Find the Vant Hoff factor of a mixture of two moles of KI with 1 mole of HgI₂ in a solution of water.

To determine the Van 't Hoff factor (i) for a mixture of potassium iodide (KI) and mercury(II) iodide (HgI2) in water, we first need to understand what the Van 't Hoff factor represents. It indicates the number of particles into which a solute dissociates in solution. Let's break down the components of your mixture and calculate the Van 't Hoff factor step by step.

Understanding the Components

In your mixture, we have:

• 2 moles of KI: Potassium iodide dissociates completely in water into potassium ions (K⁺) and iodide ions (I^-). Therefore, 1 mole of KI produces 2 moles of particles.
• 1 mole of HgI₂: Mercury(II) iodide, when dissolved, dissociates into one mercury ion (Hg²⁺) and two iodide ions (I^-). Thus, 1 mole of HgI₂ produces 3 moles of particles.

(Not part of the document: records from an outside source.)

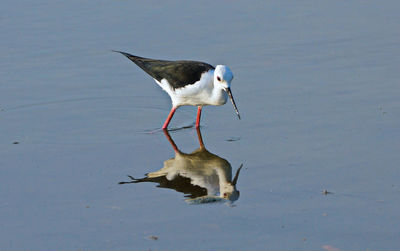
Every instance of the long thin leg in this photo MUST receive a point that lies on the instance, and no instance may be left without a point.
(198, 116)
(171, 141)
(171, 113)
(200, 138)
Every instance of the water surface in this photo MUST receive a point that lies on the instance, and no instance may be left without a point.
(317, 87)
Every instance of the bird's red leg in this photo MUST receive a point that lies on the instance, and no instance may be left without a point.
(171, 113)
(200, 138)
(198, 116)
(171, 141)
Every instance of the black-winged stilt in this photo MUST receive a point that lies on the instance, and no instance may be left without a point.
(189, 82)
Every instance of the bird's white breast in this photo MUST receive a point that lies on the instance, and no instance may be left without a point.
(202, 92)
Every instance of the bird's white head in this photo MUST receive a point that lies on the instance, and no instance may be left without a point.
(223, 77)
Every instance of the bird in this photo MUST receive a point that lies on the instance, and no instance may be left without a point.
(188, 82)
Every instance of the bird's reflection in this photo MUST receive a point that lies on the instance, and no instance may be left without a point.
(202, 176)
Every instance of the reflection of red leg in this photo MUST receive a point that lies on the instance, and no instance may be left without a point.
(198, 116)
(171, 113)
(200, 138)
(170, 140)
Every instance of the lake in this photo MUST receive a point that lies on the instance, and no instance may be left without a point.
(83, 166)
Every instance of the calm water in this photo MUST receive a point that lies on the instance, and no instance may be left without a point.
(317, 85)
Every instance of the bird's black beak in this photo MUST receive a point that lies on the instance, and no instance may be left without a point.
(228, 90)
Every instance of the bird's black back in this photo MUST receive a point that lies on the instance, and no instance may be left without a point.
(177, 73)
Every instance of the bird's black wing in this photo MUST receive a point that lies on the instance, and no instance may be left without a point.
(177, 73)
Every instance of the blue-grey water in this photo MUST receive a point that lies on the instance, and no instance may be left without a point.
(317, 85)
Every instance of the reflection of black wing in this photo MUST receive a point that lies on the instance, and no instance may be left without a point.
(179, 184)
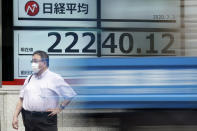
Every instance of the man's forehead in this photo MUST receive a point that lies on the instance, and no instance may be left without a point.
(36, 56)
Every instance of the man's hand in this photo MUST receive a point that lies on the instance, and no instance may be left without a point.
(15, 123)
(54, 111)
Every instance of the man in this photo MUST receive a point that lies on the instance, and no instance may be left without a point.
(43, 95)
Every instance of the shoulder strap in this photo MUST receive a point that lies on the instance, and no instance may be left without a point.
(30, 78)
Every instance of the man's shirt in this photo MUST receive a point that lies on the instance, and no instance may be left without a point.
(45, 92)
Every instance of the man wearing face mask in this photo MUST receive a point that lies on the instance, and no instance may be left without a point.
(43, 95)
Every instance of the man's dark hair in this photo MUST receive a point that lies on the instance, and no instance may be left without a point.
(44, 56)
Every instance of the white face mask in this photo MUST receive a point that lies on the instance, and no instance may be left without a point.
(35, 67)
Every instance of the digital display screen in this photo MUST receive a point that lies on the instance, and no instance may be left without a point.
(94, 28)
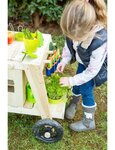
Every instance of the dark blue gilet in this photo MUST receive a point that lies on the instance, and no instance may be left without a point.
(85, 54)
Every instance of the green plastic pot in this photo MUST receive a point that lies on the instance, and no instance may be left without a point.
(31, 45)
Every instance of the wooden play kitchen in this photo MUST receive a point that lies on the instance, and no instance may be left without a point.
(23, 69)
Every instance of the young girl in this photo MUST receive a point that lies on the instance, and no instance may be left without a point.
(83, 22)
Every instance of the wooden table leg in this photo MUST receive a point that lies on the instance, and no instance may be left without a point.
(36, 80)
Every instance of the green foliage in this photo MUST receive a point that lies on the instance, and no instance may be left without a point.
(24, 9)
(54, 89)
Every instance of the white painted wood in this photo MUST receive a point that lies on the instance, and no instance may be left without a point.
(15, 51)
(16, 98)
(34, 71)
(57, 110)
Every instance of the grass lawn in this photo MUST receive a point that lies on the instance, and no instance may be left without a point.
(20, 134)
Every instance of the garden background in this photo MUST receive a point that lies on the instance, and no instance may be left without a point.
(44, 15)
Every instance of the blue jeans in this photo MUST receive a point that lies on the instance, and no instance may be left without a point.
(86, 89)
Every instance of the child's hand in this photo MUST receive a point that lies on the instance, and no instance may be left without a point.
(64, 81)
(60, 67)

Calculating the Total Number of Particles

Now, let’s calculate the total number of particles produced by each component:

• From 2 moles of KI:
  • 2 moles of KI × 2 particles/mole = 4 particles
• From 1 mole of HgI₂:
  • 1 mole of HgI₂ × 3 particles/mole = 3 particles

Summing Up the Total Particles

Now, we can add the particles from both solutes:

• Total particles = 4 (from KI) + 3 (from HgI₂) = 7 particles

Determining the Van 't Hoff Factor

The Van 't Hoff factor (i) for the entire solution can be calculated by taking the total number of particles produced and dividing it by the total number of moles of solute present:

• Total moles of solute = 2 moles of KI + 1 mole of HgI₂ = 3 moles
• Van 't Hoff factor (i) = Total particles / Total moles of solute = 7 particles / 3 moles = 2.33

Final Thoughts

In summary, the Van 't Hoff factor for the mixture of 2 moles of KI and 1 mole of HgI₂ in water is approximately 2.33. This factor is crucial in colligative properties calculations, as it helps us understand how the presence of solutes affects properties like boiling point elevation and freezing point depression.